Dans ce contexte de faible connaissance financière en France, notre article s’intéresse à la
situation particulière de la génération Z (individus nés après 1995) et plus particulièrement
aux étudiants en management susceptibles d’être amenés à prendre des décisions financières
dans un avenir proche.
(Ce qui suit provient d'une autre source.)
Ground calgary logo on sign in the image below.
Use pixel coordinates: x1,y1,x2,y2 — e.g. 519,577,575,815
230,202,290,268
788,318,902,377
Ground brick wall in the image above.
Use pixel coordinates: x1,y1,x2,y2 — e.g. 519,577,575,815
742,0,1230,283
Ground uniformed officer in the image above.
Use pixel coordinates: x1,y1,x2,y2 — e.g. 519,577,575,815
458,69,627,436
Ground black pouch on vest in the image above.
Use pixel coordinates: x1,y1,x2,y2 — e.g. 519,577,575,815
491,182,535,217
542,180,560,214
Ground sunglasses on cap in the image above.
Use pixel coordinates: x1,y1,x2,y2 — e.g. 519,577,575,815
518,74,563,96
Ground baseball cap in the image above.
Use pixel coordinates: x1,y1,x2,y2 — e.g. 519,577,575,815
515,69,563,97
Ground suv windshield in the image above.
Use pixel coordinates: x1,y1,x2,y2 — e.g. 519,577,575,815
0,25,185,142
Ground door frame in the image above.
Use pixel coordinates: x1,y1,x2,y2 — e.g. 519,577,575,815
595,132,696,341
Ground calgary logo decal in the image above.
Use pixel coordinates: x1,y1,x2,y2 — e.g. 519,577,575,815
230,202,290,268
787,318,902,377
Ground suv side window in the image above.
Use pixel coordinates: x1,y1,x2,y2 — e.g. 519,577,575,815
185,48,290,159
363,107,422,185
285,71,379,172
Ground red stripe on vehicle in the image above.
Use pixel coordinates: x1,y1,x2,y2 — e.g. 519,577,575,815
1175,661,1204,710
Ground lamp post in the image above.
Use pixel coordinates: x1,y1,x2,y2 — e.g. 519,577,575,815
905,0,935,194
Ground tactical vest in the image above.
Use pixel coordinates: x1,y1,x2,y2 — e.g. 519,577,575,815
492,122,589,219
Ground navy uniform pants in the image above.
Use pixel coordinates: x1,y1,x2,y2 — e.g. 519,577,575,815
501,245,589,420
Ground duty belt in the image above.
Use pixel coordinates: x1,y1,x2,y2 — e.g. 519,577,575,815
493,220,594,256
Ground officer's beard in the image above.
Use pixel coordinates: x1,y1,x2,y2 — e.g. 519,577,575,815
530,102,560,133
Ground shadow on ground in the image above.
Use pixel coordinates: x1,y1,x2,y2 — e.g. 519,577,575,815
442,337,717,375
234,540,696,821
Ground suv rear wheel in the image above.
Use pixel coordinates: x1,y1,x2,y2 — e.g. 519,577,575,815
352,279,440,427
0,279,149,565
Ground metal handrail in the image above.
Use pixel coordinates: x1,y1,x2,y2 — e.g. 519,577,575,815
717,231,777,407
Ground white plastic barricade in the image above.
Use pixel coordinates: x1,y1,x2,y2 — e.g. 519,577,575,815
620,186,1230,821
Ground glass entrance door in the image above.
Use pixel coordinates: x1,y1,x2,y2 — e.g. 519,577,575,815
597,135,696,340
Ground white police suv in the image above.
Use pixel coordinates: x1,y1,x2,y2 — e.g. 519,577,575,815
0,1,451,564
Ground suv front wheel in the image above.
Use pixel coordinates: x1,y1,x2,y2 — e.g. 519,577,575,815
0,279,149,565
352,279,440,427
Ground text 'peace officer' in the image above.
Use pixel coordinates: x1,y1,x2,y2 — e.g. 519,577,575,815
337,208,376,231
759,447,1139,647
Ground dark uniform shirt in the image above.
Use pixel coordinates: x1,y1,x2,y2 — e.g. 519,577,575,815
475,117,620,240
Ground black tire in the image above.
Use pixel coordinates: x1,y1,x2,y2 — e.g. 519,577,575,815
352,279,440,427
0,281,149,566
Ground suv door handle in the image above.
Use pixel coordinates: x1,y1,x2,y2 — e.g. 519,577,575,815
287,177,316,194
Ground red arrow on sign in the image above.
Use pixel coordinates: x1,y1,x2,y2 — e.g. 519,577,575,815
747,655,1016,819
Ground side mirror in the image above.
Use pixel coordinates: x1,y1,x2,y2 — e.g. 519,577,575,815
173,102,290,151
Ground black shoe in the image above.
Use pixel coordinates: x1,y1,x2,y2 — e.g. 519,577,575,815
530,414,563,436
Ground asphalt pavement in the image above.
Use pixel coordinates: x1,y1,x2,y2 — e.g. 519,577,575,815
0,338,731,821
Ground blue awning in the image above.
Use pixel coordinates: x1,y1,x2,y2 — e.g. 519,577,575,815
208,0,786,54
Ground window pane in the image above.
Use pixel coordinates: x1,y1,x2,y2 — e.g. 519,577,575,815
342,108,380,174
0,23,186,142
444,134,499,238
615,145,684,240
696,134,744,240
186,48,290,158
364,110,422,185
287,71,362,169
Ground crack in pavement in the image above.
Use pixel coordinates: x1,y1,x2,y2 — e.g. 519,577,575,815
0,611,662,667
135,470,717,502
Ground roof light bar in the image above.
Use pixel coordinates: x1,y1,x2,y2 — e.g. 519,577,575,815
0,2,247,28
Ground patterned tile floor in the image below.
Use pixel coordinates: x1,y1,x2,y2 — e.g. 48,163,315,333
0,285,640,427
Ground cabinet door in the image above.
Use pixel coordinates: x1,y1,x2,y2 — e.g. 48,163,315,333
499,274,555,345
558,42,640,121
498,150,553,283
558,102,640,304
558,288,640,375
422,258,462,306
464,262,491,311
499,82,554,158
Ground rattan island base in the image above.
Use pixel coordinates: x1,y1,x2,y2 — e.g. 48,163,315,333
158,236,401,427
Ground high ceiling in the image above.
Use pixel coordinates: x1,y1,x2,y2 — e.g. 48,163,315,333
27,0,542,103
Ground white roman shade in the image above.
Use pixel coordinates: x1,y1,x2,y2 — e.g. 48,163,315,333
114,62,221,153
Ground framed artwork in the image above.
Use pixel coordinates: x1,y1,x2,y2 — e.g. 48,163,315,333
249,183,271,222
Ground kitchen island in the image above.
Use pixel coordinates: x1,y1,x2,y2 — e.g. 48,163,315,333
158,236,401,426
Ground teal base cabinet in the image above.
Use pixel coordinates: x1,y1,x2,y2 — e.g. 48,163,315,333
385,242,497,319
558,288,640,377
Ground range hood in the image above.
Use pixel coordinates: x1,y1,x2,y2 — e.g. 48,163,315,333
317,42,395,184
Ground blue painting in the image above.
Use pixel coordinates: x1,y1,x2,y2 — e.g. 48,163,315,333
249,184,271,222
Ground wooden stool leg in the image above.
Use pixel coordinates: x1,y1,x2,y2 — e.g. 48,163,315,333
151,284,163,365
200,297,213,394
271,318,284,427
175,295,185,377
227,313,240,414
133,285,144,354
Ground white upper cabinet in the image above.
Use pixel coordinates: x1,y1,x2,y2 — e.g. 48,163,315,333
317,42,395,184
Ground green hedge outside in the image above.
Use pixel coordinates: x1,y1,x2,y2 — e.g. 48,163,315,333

Cette génération Z également appelée Gen Z ou Digital natives Gen
est perçue comme une génération ambitieuse, qui bouscule les codes notamment dans le
monde du travail (Koulopoulos et Keldsen, 2014 ; Dimock, 2019). Nous cherchons donc à
déterminer l’état des connaissances de cette génération sur les facteurs d’escompte subjectifs
telles que la littératie financière et le niveau d’éducation. Pour cela, un questionnaire a é
distribué à l’automne 2019 à 260 étudiants inscrits en Licence 3 ne disposant pas de
connaissances financières spécifiques et à 41 étudiants en Master inscrits dans un programme
spécialisé en finance. Nos résultats indiquent en premier lieu que la connaissance financière
est faible pour les étudiants qui ne suivent pas un parcours spécialisé en finance. En second
lieu, le parcours scolaire et universitaire est prépondérant dans l’éducation financière. Notre
article contribue à la littérature académique en plusieurs points. Premièrement, cet article est
le premier à étudier la littératie financière de la génération Z et ses implications.
Deuxièmement, il permet aux futurs recruteurs de mieux appréhender les profils des futurs
embauchés par rapport aux missions qui leur seront proposées. Enfin, il sensibilise sur
l’importance de l’éducation financière dans la gestion budgétaire et patrimoniale des
ménages. Dans la suite de cet article nous présentons successivement le questionnaire, les
données ainsi que l’analyse empirique de ces résultats. Nous présentons quelques éléments de
réflexion en conclusion.
2. Questionnaire
Bien qu’il existe de nombreux travaux théoriques et empiriques sur l’économie de l’éducation
(voir Hanusheck et Woessman (2008) pour un examen des impacts économiques de la
scolarisation et du développement cognitif), les études empiriques sur les conséquences
comportementales de la littératie financière sont plus récentes (voir Jappelli et Padula, 2013,
et Lusardi et Mitchell, 2014, pour une analyse de la littérature). Les concepts sous-jacents à la
notion de littératie financière sont généralement classés en trois catégories : (1) calcul et
capacité à effectuer des calculs liés aux taux d'intérêt, tels que les intérêts composés ; (2)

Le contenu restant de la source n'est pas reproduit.